- Folha de S. Paulo
A traição é o motor da dinâmica interpessoal da política desde que descemos das árvores, e vem sendo exercida com galhardia pelos corredores brasilienses nesta semana que antecede a eleição ao comando da Câmara.
É ela que garante alguma imprevisibilidade na disputa de lado a lado. Ao final deste domingo saberemos se Eduardo Cunha manteve seu favoritismo, que já foi bem mais franco.
Se vencer, a real derrotada será Dilma Rousseff, que liberou os ministros para fazerem o diabo contra Cunha e então terá de lidar com o seu malvado favorito.
Há muita mística em torno do deputado fluminense.
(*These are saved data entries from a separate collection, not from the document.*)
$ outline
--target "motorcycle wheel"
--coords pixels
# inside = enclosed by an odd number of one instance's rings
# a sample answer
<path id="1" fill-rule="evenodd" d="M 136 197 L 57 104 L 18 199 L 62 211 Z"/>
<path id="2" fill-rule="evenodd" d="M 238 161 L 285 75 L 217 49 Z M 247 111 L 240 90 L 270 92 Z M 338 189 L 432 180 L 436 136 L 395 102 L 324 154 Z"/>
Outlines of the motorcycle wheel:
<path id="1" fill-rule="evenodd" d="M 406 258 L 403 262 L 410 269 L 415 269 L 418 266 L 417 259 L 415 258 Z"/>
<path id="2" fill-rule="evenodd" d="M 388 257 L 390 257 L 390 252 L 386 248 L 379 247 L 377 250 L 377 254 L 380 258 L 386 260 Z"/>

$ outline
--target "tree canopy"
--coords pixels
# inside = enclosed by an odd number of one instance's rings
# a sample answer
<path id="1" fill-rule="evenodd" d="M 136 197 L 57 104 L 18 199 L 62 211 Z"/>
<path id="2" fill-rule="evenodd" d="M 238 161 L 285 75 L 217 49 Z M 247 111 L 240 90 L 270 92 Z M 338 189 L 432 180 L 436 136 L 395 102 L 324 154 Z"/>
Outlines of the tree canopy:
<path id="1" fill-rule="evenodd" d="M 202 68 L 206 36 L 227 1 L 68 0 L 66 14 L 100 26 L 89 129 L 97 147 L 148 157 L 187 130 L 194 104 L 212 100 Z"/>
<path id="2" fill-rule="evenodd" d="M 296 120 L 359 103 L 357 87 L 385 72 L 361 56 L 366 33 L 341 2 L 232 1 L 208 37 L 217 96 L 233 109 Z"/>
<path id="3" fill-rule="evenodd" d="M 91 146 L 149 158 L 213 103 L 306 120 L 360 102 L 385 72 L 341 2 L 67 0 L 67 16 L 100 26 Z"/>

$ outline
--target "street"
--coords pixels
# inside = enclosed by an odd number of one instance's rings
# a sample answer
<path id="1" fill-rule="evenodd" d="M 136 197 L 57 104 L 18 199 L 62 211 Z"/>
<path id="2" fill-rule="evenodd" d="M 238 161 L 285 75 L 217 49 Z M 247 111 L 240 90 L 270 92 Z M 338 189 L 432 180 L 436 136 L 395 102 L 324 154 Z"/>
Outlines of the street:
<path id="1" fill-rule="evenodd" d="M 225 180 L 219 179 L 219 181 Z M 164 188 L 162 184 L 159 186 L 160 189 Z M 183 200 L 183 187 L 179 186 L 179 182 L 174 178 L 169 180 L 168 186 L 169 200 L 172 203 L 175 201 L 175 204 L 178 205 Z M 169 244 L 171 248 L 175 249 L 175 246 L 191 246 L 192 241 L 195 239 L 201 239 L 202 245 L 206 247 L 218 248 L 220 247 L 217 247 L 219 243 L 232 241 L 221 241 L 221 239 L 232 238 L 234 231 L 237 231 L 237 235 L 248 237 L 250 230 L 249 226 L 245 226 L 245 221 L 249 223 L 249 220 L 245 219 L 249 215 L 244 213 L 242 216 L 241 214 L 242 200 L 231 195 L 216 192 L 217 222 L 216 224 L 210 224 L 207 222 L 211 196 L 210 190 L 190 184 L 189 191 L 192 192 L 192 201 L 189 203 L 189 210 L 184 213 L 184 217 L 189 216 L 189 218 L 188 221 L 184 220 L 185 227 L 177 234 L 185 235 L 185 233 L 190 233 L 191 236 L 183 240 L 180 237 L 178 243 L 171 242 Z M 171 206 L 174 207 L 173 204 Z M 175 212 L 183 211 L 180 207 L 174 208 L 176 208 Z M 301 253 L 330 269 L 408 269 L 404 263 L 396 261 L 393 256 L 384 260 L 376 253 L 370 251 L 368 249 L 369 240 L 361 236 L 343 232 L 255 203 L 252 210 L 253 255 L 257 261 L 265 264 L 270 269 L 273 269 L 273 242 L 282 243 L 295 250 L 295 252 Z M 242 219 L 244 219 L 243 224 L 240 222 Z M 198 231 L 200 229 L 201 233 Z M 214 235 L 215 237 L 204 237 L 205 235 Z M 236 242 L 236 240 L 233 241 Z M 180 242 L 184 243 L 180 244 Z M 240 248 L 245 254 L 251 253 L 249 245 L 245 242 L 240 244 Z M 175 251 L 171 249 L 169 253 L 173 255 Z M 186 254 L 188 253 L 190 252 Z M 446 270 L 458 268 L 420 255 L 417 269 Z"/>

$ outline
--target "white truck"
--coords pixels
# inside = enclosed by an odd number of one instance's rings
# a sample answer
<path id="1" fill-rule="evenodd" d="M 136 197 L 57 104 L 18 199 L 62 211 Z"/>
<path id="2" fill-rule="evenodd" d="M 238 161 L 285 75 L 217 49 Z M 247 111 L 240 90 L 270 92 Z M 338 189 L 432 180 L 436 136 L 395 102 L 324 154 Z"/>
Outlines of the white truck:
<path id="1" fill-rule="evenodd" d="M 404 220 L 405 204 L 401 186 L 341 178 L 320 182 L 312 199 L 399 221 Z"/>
De "gênio do mal" a apenas "gênio", suas alcunhas decorrem de um intelecto privilegiado a serviço de interesses bem focados. Você pode gostar ou não dele, mas sua capacidade tática é inegável --méritos estratégicos precisam de mais tempo para avaliação.
Isso não o torna imbatível, como já foi demonstrado, mas é garantia de que ele sempre terá elevado o preço da conta final, vendendo dificuldades para auferir facilidades.
Hoje é mais fácil imaginar um presidente Cunha deixando a porta da ameaça de um processo de impeachment aberta, para ficar no extremo, do que realmente levar algo a cabo.
Isso, claro, numa conjuntura de governabilidade estável. O terrível para o Planalto é que o país está no meio de um redemoinho: a debacle da Petrobras, as denúncias da Lava Jato, um sem-fim de indicadores econômicos ruins, dúvidas sobre o ajuste, uma crise hídrica e energética cujos contornos dramáticos não pouparão nenhum governo.
Sendo ou não exagero conjecturar sobre isso, a situação deixa o Planalto ressabiado --daí o esforço pró-Chinaglia, que pode mostrar-se um erro. Há uns meses, Dilma fez uma careta ao ser questionada sobre a relação com Cunha. Resignou-se: "Nós estamos convivendo há muito tempo com ele". Hoje ela soa profética.